Mike Wood sees LA singer-songwriter bring her new album Fire on the Floor to the UK for the Birmingham Mail.
Singer-songwriter Beth Hart has always had a powerful voice, but now it has become something quite remarkable.
Hart has the vulnerability of Piaf and the power of Aretha, she can shatter windows… and she can touch hearts.
She had a sell-out Symphony Hall crowd eating out of the palm of her hand from the moment the band started playing and we heard her voice breaking into the Billie Holiday number Don’t Explain.
“Where is she?” we wondered, looking around. And there she was, walking down the aisle in a sparkling silver dress, shaking hands and even hugging fans.
At one point the 44-year-old Californian songstress said: “I want everyone to stand up, put their right hand up to the sky”. And we did. It was an almost mystical experience.
By her own admission, she “screwed up” her career in her late 20s, but now she’s back. And how!
She toured with Blues guitar maestro Joe Bonamassa, she wowed Jules Holland’s Hootenanny crowd last New Year’s Eve when she performed Nutbush City Limits with Jeff Beck and on Friday night she kicked off her new UK tour at the iconic Symphony Hall in Birmingham.
She told us: “It wasn’t that many years back – about five years ago – we played this place in England that had a pole in front of the stage and there was enough room for about 35 people.

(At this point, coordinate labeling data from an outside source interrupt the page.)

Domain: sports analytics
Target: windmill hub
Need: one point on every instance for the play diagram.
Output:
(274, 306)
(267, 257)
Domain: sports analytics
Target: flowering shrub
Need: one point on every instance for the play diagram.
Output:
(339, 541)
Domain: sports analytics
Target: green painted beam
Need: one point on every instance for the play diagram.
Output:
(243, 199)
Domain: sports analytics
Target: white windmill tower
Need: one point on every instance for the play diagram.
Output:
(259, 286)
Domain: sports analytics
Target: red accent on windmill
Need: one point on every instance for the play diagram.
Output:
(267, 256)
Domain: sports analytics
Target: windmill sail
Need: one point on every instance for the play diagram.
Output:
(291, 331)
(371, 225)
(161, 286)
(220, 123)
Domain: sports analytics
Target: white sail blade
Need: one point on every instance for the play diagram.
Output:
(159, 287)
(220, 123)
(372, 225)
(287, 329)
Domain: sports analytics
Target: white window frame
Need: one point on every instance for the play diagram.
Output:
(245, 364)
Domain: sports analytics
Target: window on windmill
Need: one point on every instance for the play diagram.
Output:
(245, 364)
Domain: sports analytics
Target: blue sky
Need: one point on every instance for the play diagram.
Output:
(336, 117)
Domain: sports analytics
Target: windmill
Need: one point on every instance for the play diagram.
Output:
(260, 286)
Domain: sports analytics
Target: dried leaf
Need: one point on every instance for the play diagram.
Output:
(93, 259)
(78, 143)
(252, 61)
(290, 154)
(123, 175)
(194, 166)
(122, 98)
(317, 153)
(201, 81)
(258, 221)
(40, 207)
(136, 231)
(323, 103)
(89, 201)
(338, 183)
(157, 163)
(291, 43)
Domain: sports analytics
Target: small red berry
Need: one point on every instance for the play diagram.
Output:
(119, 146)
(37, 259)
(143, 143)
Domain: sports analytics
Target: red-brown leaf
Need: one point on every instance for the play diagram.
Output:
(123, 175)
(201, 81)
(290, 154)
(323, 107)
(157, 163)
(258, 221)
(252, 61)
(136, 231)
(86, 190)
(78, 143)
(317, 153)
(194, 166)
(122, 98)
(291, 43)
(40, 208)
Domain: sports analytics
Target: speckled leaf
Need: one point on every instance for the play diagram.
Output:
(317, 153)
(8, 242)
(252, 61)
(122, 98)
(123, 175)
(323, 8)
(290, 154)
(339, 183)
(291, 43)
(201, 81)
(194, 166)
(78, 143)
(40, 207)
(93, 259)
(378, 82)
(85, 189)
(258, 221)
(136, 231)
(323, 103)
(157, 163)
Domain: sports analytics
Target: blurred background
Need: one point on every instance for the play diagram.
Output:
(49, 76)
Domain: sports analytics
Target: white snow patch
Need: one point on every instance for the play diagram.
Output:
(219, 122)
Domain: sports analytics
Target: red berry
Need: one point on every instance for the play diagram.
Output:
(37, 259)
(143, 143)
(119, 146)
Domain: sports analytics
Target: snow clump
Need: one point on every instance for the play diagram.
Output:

And now we’ve come back to play here. How great is that?”
Older and wiser, she seemed to be enjoying every moment of her 1 hour 45 minute set, whether belting out Nutbush, smouldering on powerful new album title track Fire On The floor, working through her hurt at the way her dad left her mum for his “frickin’ secretary” on Tell Her You Belong To Me or swinging to Jazz Man, also from her new album.
And between the songs she told wonderful, moving stories of love and loss.
But some of the most powerful moments of the night came when she was alone on stage with her piano, singing what seems to be fast becoming a US Mother’s Day standard, Mama, This One’s For You, and the heart-breaking Take It Easy On Me.
She dedicated songs to Mother Theresa, her late sister (Sister Heroine) and her road manager husband Scott Guetzkow (My California) – which ended in a hug – in an extremely personal performance.
She couldn’t quite bring herself to dedicate a song to the new President-elect of the United States, but she left us with the plea to “say a prayer for Trump… and us.”